Snowden applies for temporary asylum in Russia
MOSCOW — Former National Security Agency contractor Edward Snowden officially applied for temporary asylum in Russia on Tuesday, his attorney and the WikiLeaks organization announced.
The application is for temporary refuge, not permanent political asylum, according to human rights activists familiar with his case.
“It is a compromise step as Russia doesn’t want to utterly spoil its relations with the United States as tense as they are,” said Olga Kostina, head of the rights organization Soprotivleniye. She was among a number of human rights advocates who met with Snowden on Friday at Sheremetyevo airport in Moscow, where he has been staying since his arrival from Hong Kong more than three weeks ago.
Wikileaks, which has been advising Snowden, posted this tweet announcing his move:
“Edward Snowden today has filed for a temporary protection visa with Russia’s ministry of immigration. (hashtag)snowen (hashtag)nsa (hashtag)prism”
A Russian attorney who has been representing Snowden said he was with him when he made the application.
“He filled this application in my presence, as there were many legislative and legal questions,” Anatoly Kucherena told the RIA-Novosti news agency after meeting with Snowden at the airport’s transit zone. “It was his condition that I come to meet with him.”
The Federal Migration Service, which has an office at Sheremetyevo, confirmed that it received the application.
Kostina said that the temporary refugee status could be granted to Snowden within three months, which could allow him to leave the airport and move to a special center for temporary refugees.
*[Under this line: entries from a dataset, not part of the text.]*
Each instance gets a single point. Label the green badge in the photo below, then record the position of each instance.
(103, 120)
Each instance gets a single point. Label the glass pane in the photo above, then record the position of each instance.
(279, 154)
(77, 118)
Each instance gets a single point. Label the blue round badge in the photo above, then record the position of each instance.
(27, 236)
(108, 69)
“It is a good way out for Snowden in the given situation because it could give him more time to decide what to do next,” she said. “He told us last Friday that he wanted to travel to one of the countries in Latin America which were ready to grant him political asylum, but considerations of personal security prevailed and he realized that it would be safe for him to stay in Russia even temporarily.”
The presidents of Venezuela, Bolivia and Nicaragua have all said that Snowden would be welcome in their countries. It is not clear how he would reach a Latin American refuge without subjecting himself to arrest by the United States en route, although there has been speculation that he could go through Cuba.
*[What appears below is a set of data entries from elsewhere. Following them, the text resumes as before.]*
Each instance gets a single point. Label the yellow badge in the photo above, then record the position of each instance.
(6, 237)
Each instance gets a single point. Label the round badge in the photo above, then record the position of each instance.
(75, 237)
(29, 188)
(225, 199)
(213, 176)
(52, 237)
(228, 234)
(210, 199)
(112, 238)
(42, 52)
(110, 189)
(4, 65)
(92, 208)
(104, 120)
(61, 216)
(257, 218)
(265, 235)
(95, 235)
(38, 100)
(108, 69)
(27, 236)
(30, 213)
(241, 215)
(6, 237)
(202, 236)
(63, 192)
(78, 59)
Snowden is wanted on espionage charges for leaking highly sensitive classified data about the NSA’s surveillance of international Internet and telephone accounts.
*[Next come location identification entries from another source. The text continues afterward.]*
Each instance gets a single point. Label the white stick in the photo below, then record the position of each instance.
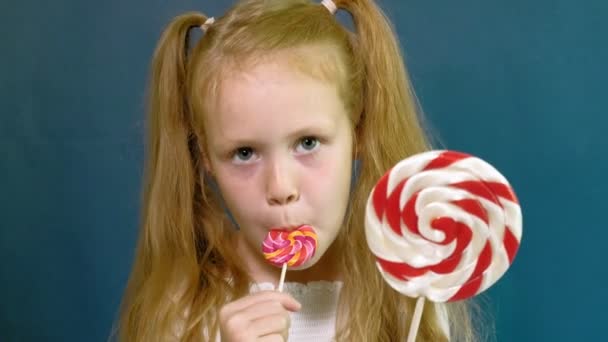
(411, 337)
(282, 281)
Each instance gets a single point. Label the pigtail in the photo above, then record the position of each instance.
(166, 249)
(389, 127)
(387, 90)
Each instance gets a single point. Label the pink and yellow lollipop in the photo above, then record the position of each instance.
(283, 247)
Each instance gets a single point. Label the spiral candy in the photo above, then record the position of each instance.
(293, 247)
(443, 225)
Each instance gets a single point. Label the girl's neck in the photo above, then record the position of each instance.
(261, 272)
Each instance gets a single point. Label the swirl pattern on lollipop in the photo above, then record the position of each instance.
(293, 247)
(444, 225)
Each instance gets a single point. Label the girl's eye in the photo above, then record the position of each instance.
(242, 154)
(307, 144)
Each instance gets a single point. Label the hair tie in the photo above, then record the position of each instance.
(330, 5)
(207, 23)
The effort at a temporary resolution of his situation will allow the Kremlin to formally stay away from Snowden’s situation, Kostina said. A request for political asylum would have to be decided by Russia’s president, Vladimir Putin, she said. Putin has said Snowden will not be granted asylum in Russia unless he agrees to stop his political activities, which he is unwilling to do.
“If we are talking about temporary shelter, this is not the president’s issue,’’ Putin’s spokesman, Dmitry Peskov, told reporters Tuesday. “This issue will be decided on the level of the Federal Migration Service.”